Tribune News Service
Amritsar, April 2
Independent People’s Tribunal (IPT), a platform established by various human rights organisations, advocated the setting up of an “independent truth commission” to consider cases of extra-judicial executions and forced disappearances.
The tribunal wrapped up its two-day hearing of the victim families who lost their dear ones during the militancy period in Punjab.

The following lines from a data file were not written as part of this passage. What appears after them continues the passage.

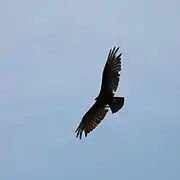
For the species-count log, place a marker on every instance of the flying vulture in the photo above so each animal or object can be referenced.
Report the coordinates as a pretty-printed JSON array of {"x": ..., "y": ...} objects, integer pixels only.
[{"x": 105, "y": 99}]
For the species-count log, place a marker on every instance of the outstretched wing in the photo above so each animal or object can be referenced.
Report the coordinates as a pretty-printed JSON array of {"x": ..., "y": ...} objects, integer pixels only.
[
  {"x": 91, "y": 119},
  {"x": 111, "y": 75}
]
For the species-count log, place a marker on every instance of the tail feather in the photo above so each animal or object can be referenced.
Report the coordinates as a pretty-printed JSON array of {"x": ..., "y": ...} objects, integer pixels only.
[{"x": 116, "y": 104}]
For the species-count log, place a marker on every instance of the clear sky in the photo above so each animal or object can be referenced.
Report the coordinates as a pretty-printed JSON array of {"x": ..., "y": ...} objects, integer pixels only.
[{"x": 52, "y": 54}]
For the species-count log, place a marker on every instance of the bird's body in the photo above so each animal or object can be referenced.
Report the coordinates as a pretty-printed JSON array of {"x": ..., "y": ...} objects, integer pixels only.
[{"x": 105, "y": 99}]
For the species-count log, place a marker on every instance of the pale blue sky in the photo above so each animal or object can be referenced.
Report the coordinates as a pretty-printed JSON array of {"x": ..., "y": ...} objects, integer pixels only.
[{"x": 52, "y": 54}]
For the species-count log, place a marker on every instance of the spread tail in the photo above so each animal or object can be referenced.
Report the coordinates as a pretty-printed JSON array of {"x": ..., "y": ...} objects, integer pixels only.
[{"x": 116, "y": 104}]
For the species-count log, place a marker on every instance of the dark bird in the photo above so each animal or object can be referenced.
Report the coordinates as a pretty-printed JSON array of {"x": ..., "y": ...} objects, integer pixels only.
[{"x": 105, "y": 99}]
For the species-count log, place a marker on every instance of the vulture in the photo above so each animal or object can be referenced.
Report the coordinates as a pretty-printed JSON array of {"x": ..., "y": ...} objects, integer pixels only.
[{"x": 106, "y": 98}]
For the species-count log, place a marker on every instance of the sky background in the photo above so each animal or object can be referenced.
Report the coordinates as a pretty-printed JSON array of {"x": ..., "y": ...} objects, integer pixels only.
[{"x": 52, "y": 54}]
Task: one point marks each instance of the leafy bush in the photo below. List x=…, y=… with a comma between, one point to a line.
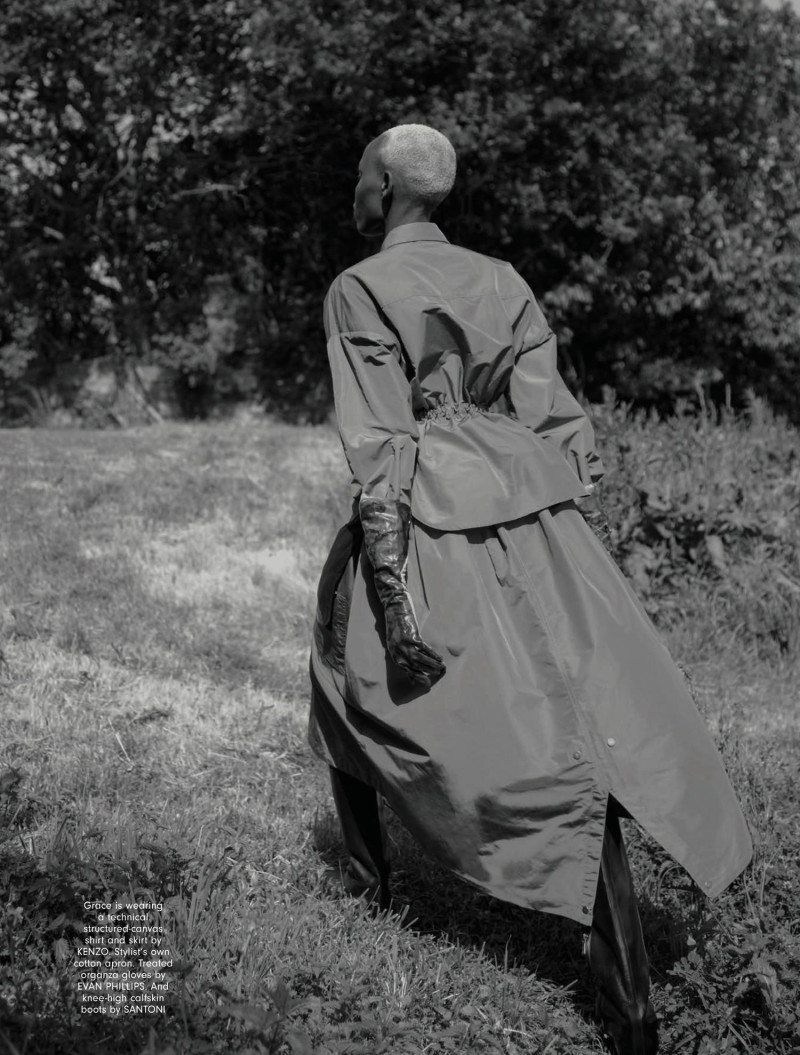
x=704, y=513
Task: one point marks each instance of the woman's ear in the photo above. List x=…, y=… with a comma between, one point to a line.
x=387, y=193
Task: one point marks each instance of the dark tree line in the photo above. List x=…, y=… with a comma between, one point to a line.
x=176, y=181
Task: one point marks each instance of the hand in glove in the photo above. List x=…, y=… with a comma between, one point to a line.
x=591, y=510
x=386, y=524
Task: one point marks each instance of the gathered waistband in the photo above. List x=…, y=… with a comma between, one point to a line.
x=450, y=411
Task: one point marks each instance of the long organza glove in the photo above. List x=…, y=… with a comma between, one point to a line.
x=591, y=510
x=386, y=524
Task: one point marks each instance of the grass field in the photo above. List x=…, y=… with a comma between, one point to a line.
x=155, y=600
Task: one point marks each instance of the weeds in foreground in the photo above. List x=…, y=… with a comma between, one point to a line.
x=153, y=620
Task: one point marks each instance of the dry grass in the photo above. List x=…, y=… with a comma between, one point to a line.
x=155, y=606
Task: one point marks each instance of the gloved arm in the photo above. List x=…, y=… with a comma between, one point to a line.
x=591, y=510
x=386, y=525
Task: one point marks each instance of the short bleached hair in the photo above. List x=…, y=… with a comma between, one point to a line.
x=422, y=158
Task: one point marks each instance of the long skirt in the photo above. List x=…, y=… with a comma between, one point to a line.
x=557, y=693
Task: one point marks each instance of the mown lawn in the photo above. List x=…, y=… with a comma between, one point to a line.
x=156, y=593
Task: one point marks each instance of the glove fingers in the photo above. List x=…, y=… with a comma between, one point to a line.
x=419, y=662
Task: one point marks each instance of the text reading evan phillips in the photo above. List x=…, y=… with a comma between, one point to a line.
x=122, y=960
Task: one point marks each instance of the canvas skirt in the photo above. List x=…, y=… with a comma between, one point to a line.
x=558, y=692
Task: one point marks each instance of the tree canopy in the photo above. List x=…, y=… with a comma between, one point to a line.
x=176, y=180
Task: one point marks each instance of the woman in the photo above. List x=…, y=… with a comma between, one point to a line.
x=478, y=658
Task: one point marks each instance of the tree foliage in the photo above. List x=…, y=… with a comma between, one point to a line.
x=177, y=179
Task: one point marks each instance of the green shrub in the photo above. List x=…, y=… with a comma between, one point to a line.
x=703, y=510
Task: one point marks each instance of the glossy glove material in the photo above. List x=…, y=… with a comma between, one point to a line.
x=386, y=524
x=591, y=510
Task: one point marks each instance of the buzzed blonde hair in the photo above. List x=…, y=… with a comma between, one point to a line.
x=423, y=158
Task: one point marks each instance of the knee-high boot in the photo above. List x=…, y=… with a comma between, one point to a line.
x=615, y=952
x=363, y=833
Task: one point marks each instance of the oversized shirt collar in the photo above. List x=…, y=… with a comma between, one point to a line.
x=413, y=232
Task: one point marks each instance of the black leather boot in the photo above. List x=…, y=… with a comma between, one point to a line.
x=366, y=874
x=615, y=953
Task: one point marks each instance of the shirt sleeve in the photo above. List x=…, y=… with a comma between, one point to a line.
x=538, y=395
x=372, y=392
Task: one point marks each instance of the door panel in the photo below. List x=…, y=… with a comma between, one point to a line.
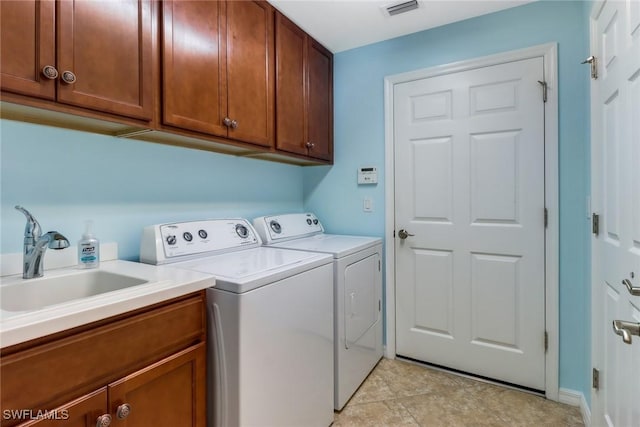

An expert panel comprising former Supreme Court judge Justice AK Ganguly; Soni Sori, human rights activist, Chhattisgarh; Colin Gonsalves, senior advocate; Babloo Loitongbam, activist, Manipur; Paramjit Kaur Khalra, Khalra Mission Organisation; Kavita Srivastava from Rajasthan; Tapan Bose, secretary general, South Asia Forum for Human Rights; and Parveena Ahangar, Association of Parents of Disappeared Persons, Kashmir; observed that the attendance of over 700 people showed how important this issue was to the victims and people of Punjab.
The killings exposed in Jaswant Singh Khalra’s “mass cremation case” as well as thousands of other cases across Punjab, needed to be properly and independently examined, it maintained.
The panel stated that the entire country was witnessing such atrocities on a wide scale and needed the same processes of truth, justice, reparation and non-repetition. The present conflicts and brutalities in other states showed that the lessons were not learnt from Punjab, it observed.